Partisans in Washington are not surprisingly pointing their fingers at the other political party for the blame. (UBS)

Partisans in Washington are not surprisingly pointing their fingers at the other political party for the blame. Yet, both parties are supporting and opposing different versions of plans to keep the government funded.

How long will the shutdown last? It’s hard to say, but we are predicting a range of a few weeks rather than a few days.

Government Shutdown This Weekend.

Given the House and Senate’s inability to agree on a short-term funding bill to keep the government open beyond this weekend, a government shutdown is set to commence at the first minute of Sunday morning (October 1). While most Americans won’t feel the effect of the shutdown immediately, some will. Over four million federal workers will stop receiving a paycheck, as well as many government contractors, though most will still have to report to work. The Senate this week moved through procedural hurdles to set itself up for passing a bipartisan funding bill this weekend that would extend the current level of funding for government operations for over six weeks (with USD 6 billion of funding for Ukraine and USD 5 billion for natural disaster assistance). Meanwhile, the House later today is set to take what is likely to be a final effort to pass a short-term bill favored only by Republicans. If that bill can pass, House and Senate leaders will work over the weekend to find a compromise between the two bills (see below). If the House cannot pass a partisan bill, House Speaker Kevin McCarthy (R-CA) will be pressured to bring up the Senate-passed bill, which would likely have the needed votes to pass.

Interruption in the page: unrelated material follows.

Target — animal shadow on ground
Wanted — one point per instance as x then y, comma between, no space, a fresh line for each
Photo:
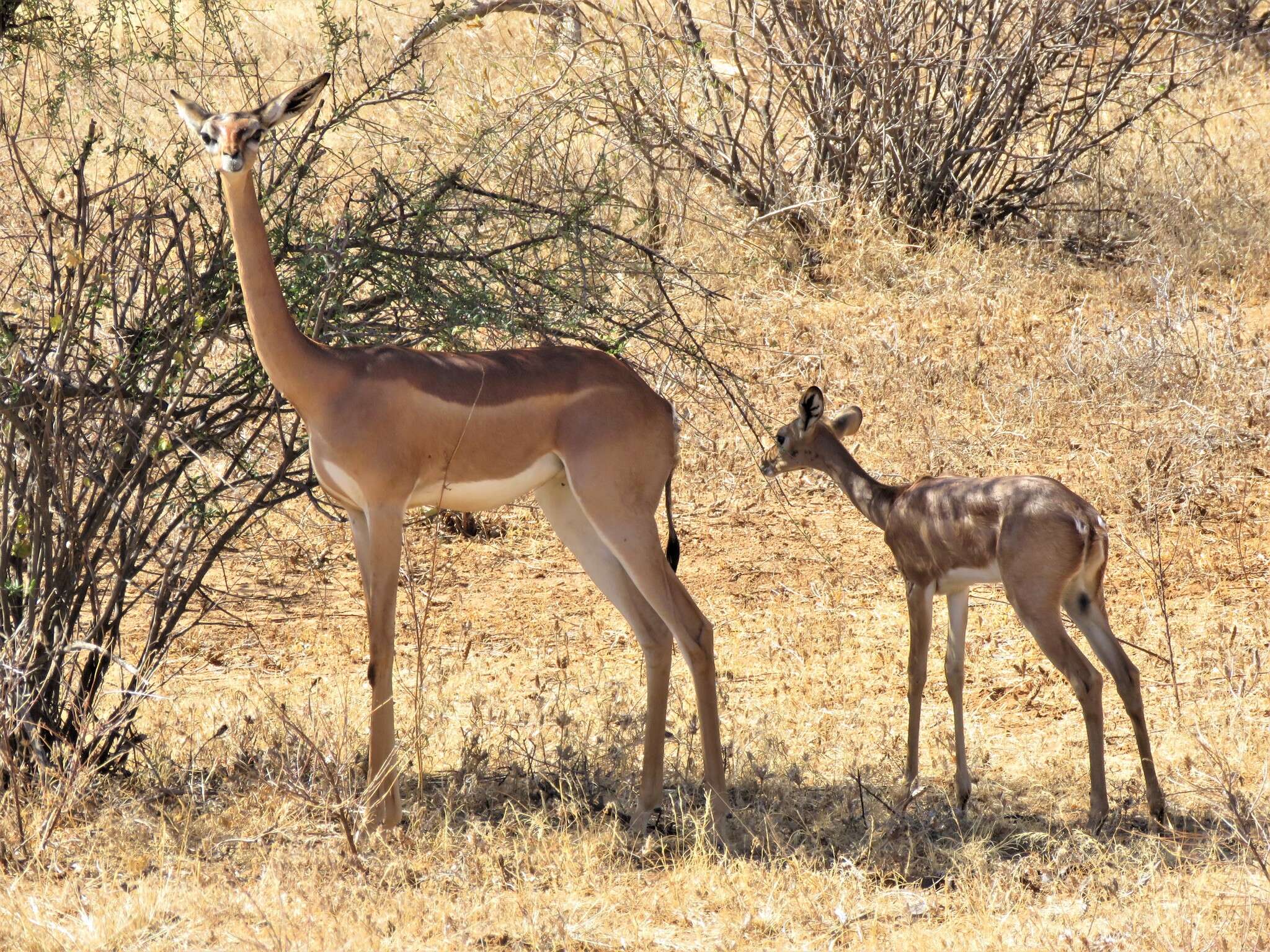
921,842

If Speaker McCarthy brings up that bill, it would likely trigger a revolt among a small number of House Republicans who could and likely would force a vote on whether to remove the Speaker from his position (see below).

Issues to be Compromised.

If the House is able to pass a Republican-only bill, the House and Senate then would be poised to try to compromise on a final short-term bill (option 1 above). Negotiators would focus on a handful of policy and procedural issues needing resolution. The length of funding the government would be a first consideration. The Senate bill provides funding until November 17, but most House Republicans would want to shorten that period (October 31) to keep pressure on the negotiators. The Senate bill adds extra funding for Ukraine and natural disaster victims, which a majority of the House would likely support as well. However, many House Republicans would want those spending items to be offset by corresponding reductions in other federal spending, so the funds are not added to the budget deficit / national debt. Finally, House Republicans would demand border security reforms (to stem the influx of undocumented immigrants at the southwest border) that likely would be objectionable to Senate Democrats.

Immigration issues and proposed solutions divide Congress as much as any other issues these days, and this may be the last of the issues to be resolved if a compromise can be crafted.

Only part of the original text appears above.